Their remaining eligibility is all but a formality.

Paolo Banchero has been everything advertised in his probable lone season as a Blue Devil. He’s averaging 17.0 points per game. The 19-year-old from Seattle has captured ACC Rookie of the Year and landed on the All-ACC First Team.

His touch from the mid-range, ability to handle the ball in transition, prowess in finishing in traffic, and perhaps his best trait, passing, make him about as sure-thing of a top-five pick as Duke has ever produced. Banchero still needs to put in more work with his 3-point shot, plus his tendency to overthink and take ill-advised shots.

But that’s all nothing an NBA staff can’t fix.
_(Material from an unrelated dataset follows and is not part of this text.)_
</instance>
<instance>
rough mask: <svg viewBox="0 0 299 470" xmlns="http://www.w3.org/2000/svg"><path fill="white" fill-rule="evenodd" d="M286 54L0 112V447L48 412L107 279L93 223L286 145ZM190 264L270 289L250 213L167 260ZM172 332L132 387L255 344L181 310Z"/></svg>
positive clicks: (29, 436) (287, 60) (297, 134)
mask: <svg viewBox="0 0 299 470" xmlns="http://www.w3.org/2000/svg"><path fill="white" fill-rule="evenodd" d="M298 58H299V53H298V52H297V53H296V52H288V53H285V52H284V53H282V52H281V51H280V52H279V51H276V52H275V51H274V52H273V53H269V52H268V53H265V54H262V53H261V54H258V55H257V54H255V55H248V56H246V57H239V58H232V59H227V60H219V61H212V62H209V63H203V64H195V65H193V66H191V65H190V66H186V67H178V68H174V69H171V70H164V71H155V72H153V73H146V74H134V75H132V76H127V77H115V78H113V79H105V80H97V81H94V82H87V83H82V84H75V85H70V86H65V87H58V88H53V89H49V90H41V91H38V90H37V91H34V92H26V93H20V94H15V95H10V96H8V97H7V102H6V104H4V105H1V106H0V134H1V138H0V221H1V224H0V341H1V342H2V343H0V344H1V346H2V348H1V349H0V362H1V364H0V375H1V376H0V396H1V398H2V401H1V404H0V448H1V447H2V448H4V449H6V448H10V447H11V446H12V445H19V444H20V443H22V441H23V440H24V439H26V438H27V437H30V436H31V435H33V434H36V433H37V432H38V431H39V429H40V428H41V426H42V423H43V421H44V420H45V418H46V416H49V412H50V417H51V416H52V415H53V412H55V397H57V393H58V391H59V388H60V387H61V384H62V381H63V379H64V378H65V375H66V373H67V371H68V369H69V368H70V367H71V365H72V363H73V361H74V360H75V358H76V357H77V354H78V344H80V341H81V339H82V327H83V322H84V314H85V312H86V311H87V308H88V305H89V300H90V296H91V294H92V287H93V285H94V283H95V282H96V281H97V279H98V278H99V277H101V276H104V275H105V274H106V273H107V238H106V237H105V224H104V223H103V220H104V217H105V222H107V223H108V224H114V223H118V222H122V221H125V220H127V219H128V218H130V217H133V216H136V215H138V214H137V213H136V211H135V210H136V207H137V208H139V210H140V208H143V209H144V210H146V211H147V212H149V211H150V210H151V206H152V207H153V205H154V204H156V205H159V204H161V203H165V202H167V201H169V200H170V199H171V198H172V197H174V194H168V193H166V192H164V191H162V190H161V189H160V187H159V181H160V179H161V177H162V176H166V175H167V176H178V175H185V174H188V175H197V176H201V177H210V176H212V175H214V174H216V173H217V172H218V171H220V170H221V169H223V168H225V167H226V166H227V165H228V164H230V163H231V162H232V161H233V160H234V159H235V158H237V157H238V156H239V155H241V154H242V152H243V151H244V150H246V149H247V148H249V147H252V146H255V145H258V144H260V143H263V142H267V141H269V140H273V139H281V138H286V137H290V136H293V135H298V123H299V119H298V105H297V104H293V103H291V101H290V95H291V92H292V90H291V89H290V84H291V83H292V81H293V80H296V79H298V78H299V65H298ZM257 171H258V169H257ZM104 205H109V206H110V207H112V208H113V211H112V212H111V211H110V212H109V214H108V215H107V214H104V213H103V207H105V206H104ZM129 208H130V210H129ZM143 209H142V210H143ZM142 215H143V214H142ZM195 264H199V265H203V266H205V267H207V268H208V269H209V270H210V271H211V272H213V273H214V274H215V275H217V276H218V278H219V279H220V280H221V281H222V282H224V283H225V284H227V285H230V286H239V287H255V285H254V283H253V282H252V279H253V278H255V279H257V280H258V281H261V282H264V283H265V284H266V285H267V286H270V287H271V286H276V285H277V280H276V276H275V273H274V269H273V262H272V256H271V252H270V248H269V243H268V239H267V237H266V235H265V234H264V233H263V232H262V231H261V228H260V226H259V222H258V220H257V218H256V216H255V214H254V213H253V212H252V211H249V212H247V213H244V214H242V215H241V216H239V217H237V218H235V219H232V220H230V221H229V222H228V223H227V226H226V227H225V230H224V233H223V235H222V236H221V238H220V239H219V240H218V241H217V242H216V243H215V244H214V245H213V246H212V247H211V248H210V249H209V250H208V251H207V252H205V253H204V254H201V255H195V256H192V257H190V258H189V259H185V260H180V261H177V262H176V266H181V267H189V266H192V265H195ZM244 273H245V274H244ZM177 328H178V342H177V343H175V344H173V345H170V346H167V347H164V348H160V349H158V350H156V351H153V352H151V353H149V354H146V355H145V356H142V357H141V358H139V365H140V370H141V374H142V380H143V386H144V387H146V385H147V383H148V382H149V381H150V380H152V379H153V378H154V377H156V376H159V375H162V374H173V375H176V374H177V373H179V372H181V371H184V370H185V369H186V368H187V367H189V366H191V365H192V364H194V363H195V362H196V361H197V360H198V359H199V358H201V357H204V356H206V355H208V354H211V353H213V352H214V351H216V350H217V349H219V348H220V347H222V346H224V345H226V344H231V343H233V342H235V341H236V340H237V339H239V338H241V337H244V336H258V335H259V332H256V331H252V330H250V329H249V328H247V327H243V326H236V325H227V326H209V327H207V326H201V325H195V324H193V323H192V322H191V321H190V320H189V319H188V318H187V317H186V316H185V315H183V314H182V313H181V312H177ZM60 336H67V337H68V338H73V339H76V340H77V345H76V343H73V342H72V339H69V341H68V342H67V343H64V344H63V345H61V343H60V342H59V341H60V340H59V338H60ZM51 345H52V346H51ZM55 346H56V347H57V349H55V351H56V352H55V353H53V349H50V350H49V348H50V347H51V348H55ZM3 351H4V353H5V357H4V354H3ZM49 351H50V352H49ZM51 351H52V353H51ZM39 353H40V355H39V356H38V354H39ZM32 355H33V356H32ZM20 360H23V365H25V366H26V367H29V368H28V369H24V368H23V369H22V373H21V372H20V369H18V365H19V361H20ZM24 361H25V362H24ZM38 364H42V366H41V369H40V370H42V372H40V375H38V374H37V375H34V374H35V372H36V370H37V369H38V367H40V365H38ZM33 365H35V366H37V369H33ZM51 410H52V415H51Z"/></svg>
I tried to talk myself into the possibility of a Mark Williams return. His sister’s jersey is hanging from the rafters. And if he returned to work on his jumper, he would be the clear-cut favorite for ACC Player of the Year next season.

That all seems like a pipe dream, though, as Williams is getting top-10 draft grades, and it’s never wise to not strike when the iron is hot. His defense can be smothering at times, and the ACC agrees with me, making him the ACC Defensive Player of the Year.

You can’t teach his 7-foot-1 height or 7-foot-4 wingspan. Averaging 2.8 blocks per game, Williams offers too much to pass up for those NBA teams looking for a rim protector.

If I had written this article two months ago, I’d have AJ Griffin almost certainly coming back to school. But my, what a difference a conference schedule will make.

Griffin discovered one of the purest shooting strokes ever seen at Cameron Indoor Stadium, and most Duke diehards agree he’s the key to our success. When he scores more than 15 points or so during a game, Duke looks almost unbeatable. Replay the second Virginia game, where the New York native took over late and buried the Cavaliers with dagger after dagger.

He has an NBA-ready body and is an improving defender. That’s probably why most draft experts have Griffin going in the top five this summer.

Meanwhile, Trevor Keels is a mystery to me. As announcers will tell you ad nauseam, he’s got the body of a pro football player. And when he enters “Keel Mode,” he can run teams out of the gym.

But Keels tends to settle for jumpers and sometimes disappear from games. I don’t know if it’s the duty of having to lock up opposing teams’ primary ballhandlers, but it seems like he tends to shrink late in some games.

Perhaps moving Keels off the primary point guard responsibilities and letting him create off the bounce would get things moving. When he gets space and can drive to the rim, he’s the definition of an unstoppable force.

Those shoulders create a brick wall to separate, and he can hold on to the ball better than most running backs. Keels should be averaging more than 11.8 points, but sometimes buckets are hard to come by when playing for such a talented team.

Those numbers aside, talent and strength alone will get Keels drafted this summer, potentially as high as a lottery pick, depending on his play in March Madness. That is great for him, but it’s a shame for the 2022-23 Duke roster, which could use his experience.